Water runs down my face, my neck, my back. It’s been raining for days, and it long since soaked through my ragged clothes. Mud squishes under my feet, and I step carefully to avoid slipping.
I don’t mind the rain, although I know many people did, back when there were people. The water isn’t more than a mild inconvenience to me, and there is nothing sad to me about the gray sky and constant downpour. The soft white noise of it is comforting. Civilization was a noisy thing, even if no one noticed it at the time: a constant background hum of electricity buzzing through the wires, cars on the road and planes in the air, distant televisions and music, and everywhere the sound of a multitude of humans speaking and walking and just being.
It’s silent now, an impossibly deep silence that the wind and the birds cannot possibly break, but the rain fills it. I am enveloped.
The rain isn’t a problem, but lightning is, and when towards evening I hear thunder in the distance, I start looking for shelter. I find it under a rocky overhang, a shelter not quite deep enough to be called a cave. I’m not the only one looking for sanctuary in the downpour, but the pair of foxes already here aren’t afraid enough of me to risk getting wet.

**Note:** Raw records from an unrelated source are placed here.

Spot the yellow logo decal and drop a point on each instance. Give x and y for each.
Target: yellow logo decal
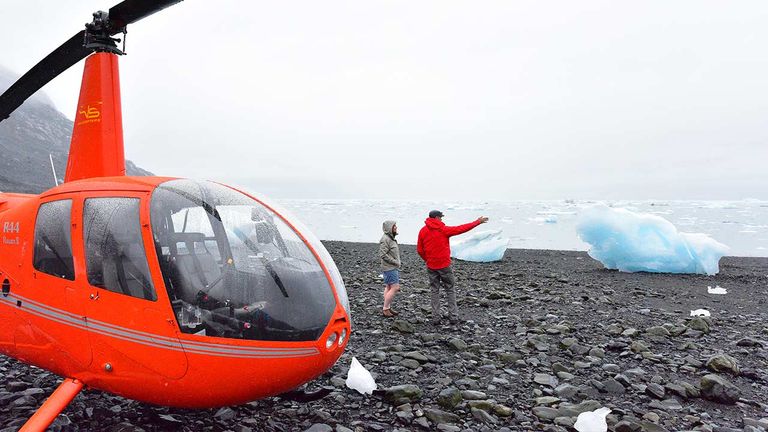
(90, 113)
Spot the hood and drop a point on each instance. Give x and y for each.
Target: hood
(387, 227)
(434, 223)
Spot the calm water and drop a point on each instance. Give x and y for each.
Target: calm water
(742, 225)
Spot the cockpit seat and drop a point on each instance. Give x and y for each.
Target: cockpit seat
(194, 266)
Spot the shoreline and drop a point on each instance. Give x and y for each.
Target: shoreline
(545, 334)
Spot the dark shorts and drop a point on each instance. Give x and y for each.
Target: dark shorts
(391, 277)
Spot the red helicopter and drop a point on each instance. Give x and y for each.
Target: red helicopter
(169, 291)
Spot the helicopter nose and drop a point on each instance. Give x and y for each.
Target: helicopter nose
(337, 333)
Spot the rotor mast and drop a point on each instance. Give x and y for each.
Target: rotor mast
(97, 148)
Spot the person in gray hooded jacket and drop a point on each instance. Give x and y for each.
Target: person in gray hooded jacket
(389, 253)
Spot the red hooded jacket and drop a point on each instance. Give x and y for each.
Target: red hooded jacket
(433, 245)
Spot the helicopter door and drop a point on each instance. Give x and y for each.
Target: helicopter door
(57, 327)
(131, 330)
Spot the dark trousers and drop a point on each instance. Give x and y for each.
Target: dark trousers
(442, 278)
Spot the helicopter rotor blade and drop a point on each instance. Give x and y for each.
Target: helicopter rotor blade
(130, 11)
(61, 59)
(74, 50)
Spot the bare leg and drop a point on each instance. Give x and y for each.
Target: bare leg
(389, 294)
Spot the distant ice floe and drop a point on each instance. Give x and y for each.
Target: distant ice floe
(592, 421)
(700, 312)
(716, 290)
(633, 242)
(484, 246)
(358, 378)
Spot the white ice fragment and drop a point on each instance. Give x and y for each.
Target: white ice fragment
(592, 421)
(484, 246)
(717, 290)
(358, 378)
(700, 312)
(633, 242)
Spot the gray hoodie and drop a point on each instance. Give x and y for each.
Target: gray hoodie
(389, 252)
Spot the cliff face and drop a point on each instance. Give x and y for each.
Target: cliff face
(28, 136)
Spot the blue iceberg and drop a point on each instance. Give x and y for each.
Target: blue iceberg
(484, 246)
(634, 242)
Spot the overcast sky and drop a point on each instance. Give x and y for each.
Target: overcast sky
(436, 99)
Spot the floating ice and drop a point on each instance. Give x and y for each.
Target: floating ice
(484, 246)
(700, 312)
(632, 242)
(358, 378)
(716, 290)
(592, 421)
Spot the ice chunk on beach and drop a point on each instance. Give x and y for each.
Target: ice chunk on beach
(484, 246)
(358, 378)
(700, 312)
(592, 421)
(633, 242)
(716, 290)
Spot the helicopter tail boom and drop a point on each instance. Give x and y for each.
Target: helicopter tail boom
(97, 148)
(53, 406)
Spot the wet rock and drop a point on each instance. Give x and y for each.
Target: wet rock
(483, 416)
(457, 344)
(723, 363)
(449, 398)
(545, 379)
(655, 390)
(699, 324)
(473, 395)
(719, 389)
(545, 413)
(439, 417)
(319, 427)
(657, 331)
(403, 326)
(403, 393)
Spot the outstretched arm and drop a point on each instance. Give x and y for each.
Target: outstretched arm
(461, 229)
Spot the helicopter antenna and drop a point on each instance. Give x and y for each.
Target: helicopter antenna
(53, 168)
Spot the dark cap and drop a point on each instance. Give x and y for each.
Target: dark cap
(435, 213)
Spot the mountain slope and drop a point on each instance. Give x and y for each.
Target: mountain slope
(28, 136)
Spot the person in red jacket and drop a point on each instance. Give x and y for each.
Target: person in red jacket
(435, 249)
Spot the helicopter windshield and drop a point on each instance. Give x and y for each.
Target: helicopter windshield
(235, 269)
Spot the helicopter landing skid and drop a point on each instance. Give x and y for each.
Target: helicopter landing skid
(53, 406)
(305, 396)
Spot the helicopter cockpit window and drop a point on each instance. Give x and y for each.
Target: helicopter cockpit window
(235, 269)
(53, 239)
(114, 250)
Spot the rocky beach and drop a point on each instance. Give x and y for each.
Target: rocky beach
(544, 336)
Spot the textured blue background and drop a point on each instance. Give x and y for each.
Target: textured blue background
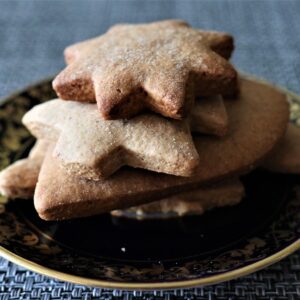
(33, 35)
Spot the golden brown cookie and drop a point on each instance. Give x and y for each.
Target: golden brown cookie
(285, 158)
(209, 116)
(257, 123)
(196, 202)
(159, 66)
(19, 179)
(94, 148)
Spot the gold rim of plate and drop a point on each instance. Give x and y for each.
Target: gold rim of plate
(155, 285)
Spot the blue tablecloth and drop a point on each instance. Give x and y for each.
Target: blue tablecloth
(33, 35)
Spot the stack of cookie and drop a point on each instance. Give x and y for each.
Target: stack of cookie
(158, 124)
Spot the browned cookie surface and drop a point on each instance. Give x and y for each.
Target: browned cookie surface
(257, 123)
(19, 179)
(159, 66)
(286, 156)
(196, 202)
(94, 148)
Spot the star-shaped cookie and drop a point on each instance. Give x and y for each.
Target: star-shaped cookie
(159, 66)
(94, 148)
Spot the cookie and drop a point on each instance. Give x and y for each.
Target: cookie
(19, 179)
(257, 123)
(209, 116)
(93, 148)
(159, 66)
(194, 202)
(286, 156)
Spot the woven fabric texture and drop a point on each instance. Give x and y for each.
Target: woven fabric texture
(33, 35)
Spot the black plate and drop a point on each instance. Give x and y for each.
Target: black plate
(129, 254)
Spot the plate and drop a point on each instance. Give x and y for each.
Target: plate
(126, 254)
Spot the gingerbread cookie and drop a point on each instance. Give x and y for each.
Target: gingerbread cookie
(209, 116)
(159, 66)
(286, 156)
(195, 202)
(95, 148)
(19, 179)
(257, 123)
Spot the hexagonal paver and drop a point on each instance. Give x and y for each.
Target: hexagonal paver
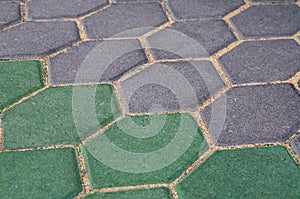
(162, 193)
(44, 9)
(170, 86)
(49, 117)
(210, 35)
(50, 173)
(10, 13)
(124, 17)
(18, 79)
(202, 9)
(261, 21)
(262, 61)
(257, 114)
(65, 67)
(268, 172)
(296, 145)
(36, 39)
(143, 150)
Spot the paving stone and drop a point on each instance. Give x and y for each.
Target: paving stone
(49, 117)
(162, 193)
(262, 61)
(44, 9)
(170, 86)
(124, 17)
(205, 38)
(18, 79)
(36, 39)
(268, 172)
(156, 154)
(296, 145)
(260, 21)
(64, 68)
(10, 14)
(39, 174)
(257, 114)
(202, 9)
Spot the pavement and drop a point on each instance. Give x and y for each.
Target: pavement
(149, 99)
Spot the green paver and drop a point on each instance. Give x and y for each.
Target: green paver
(18, 79)
(47, 118)
(111, 173)
(268, 172)
(50, 173)
(159, 193)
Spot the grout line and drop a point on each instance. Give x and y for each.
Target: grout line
(173, 192)
(102, 130)
(119, 98)
(39, 148)
(83, 173)
(24, 99)
(127, 188)
(192, 167)
(81, 30)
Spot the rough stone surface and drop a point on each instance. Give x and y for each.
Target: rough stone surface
(296, 145)
(124, 17)
(10, 13)
(36, 39)
(49, 117)
(48, 173)
(204, 38)
(170, 86)
(268, 172)
(161, 193)
(202, 9)
(268, 21)
(45, 9)
(257, 114)
(64, 67)
(262, 61)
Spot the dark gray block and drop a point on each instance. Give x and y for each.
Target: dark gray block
(202, 9)
(170, 86)
(10, 13)
(45, 9)
(256, 114)
(64, 68)
(262, 61)
(268, 21)
(36, 39)
(124, 17)
(296, 145)
(204, 38)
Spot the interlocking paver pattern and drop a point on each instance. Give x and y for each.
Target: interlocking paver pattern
(44, 9)
(262, 61)
(257, 114)
(9, 14)
(268, 21)
(149, 99)
(36, 39)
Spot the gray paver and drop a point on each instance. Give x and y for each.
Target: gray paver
(296, 145)
(124, 17)
(64, 67)
(211, 35)
(202, 9)
(262, 61)
(257, 114)
(45, 9)
(268, 21)
(35, 39)
(170, 86)
(10, 13)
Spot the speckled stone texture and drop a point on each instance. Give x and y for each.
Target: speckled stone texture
(257, 114)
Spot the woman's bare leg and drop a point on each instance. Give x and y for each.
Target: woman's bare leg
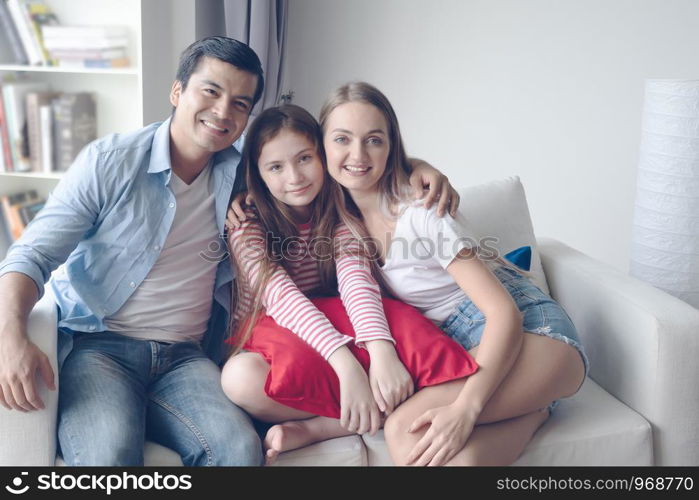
(545, 370)
(243, 380)
(499, 443)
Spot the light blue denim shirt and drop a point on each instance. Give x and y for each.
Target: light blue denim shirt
(108, 219)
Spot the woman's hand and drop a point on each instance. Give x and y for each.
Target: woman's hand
(426, 176)
(389, 380)
(450, 428)
(236, 213)
(358, 410)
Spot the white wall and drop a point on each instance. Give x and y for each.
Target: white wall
(550, 90)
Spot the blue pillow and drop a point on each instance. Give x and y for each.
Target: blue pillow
(521, 257)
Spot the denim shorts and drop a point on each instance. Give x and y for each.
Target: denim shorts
(541, 315)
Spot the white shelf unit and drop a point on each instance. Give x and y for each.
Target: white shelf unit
(127, 98)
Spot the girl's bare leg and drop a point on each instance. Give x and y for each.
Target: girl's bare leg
(545, 370)
(243, 379)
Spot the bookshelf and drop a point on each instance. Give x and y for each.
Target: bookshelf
(127, 98)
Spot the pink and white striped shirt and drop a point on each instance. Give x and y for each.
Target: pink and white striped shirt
(284, 298)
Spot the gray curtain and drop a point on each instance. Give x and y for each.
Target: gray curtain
(259, 23)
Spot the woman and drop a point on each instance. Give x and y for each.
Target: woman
(285, 173)
(524, 343)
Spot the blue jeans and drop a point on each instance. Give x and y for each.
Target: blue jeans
(116, 392)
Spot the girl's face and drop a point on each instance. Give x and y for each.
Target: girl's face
(292, 170)
(356, 146)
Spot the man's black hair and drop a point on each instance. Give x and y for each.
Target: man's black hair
(225, 49)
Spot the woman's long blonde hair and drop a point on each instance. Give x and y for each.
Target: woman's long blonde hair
(394, 185)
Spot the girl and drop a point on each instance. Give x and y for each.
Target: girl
(524, 343)
(287, 178)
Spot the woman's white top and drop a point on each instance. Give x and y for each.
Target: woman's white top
(422, 247)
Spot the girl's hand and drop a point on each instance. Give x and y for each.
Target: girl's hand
(358, 410)
(236, 213)
(450, 428)
(389, 380)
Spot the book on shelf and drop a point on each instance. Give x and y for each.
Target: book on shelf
(14, 100)
(108, 42)
(88, 46)
(74, 126)
(39, 14)
(19, 209)
(10, 42)
(5, 147)
(35, 101)
(121, 62)
(32, 35)
(25, 29)
(84, 32)
(44, 130)
(46, 138)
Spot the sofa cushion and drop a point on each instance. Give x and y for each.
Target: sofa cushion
(590, 428)
(498, 209)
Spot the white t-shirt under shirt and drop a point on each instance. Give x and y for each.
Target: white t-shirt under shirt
(173, 303)
(422, 247)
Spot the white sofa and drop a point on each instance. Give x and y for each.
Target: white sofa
(639, 405)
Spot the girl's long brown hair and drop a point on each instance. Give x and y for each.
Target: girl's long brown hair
(276, 217)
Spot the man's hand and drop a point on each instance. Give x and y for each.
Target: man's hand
(20, 359)
(426, 176)
(236, 213)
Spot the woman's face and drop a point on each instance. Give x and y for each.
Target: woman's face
(292, 170)
(356, 146)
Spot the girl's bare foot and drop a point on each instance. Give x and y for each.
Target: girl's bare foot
(299, 433)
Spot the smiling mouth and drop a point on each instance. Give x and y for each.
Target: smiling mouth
(299, 191)
(214, 127)
(356, 170)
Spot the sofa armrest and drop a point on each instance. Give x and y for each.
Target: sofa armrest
(643, 345)
(30, 438)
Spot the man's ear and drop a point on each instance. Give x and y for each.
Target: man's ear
(175, 92)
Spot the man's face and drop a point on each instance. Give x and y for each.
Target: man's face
(213, 110)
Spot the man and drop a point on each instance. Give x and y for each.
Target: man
(143, 304)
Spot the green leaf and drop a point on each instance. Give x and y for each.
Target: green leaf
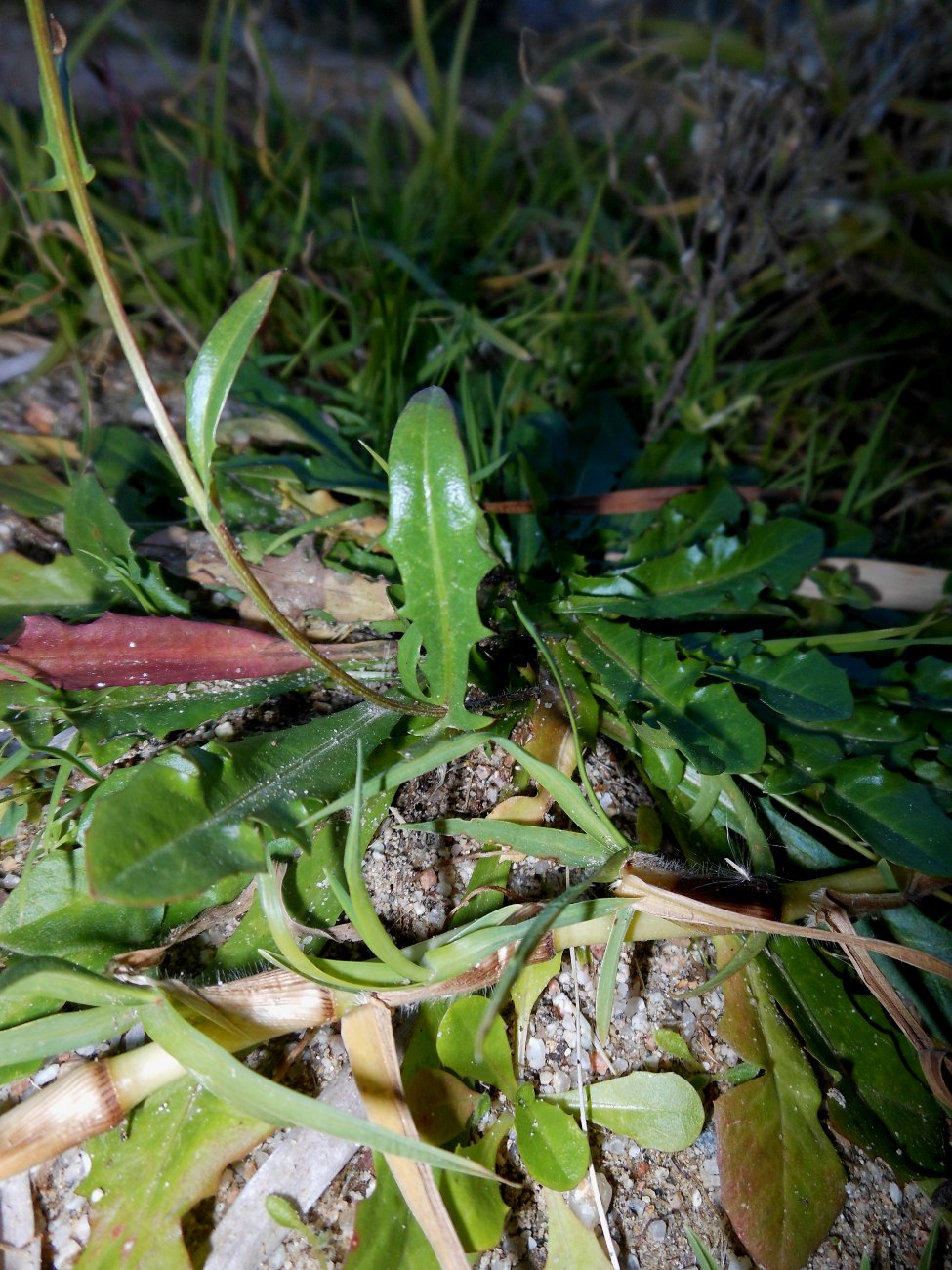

They move back out of my way but don’t flee, and after about half an hour come sniffing back to investigate their strange new houseguest.
I am careful not to move. In my complete stillness, they seem to have forgotten that I’m more than just a piece of scenery, and I don’t want to break the spell. I must not smell like danger; I doubt I smell like anything but mud. One fox curls up between my legs, the other against my side, taking advantage of my body’s heat.
I wait with them through the night as thunder booms and lightning flashes. When dawn comes, the rain begins to slow. The relentless downpour turns into a light drizzle. The foxes rise and stretch and, after a brief conference, leave behind my warmth and the rock’s shelter. Even in bad weather, they still have to eat.
After they leave, I rise and follow. By late morning, the rain has stopped. The birds have returned from their hiding places, flitting from branch to branch with a symphony of calls punctuated by shaken-down droplets. The forest is bustling, every creature out in search of food. I glance up through wet branches to see the sky has been washed clean. For the first time in weeks, it is clear, beautifully clear and blue. The leaves are greener, and sunlight transforms hanging droplets into sparkling strings of diamonds. Everything is fresh and clean and bright. It’s a good sight. A sight I had feared I would never see again.
My clothes slowly dry as I walk through this bright new spring, in a world finally washed clean. Rain will always fall. Spring will always return. Still, in spite of all this beauty I can’t help but miss the foxes.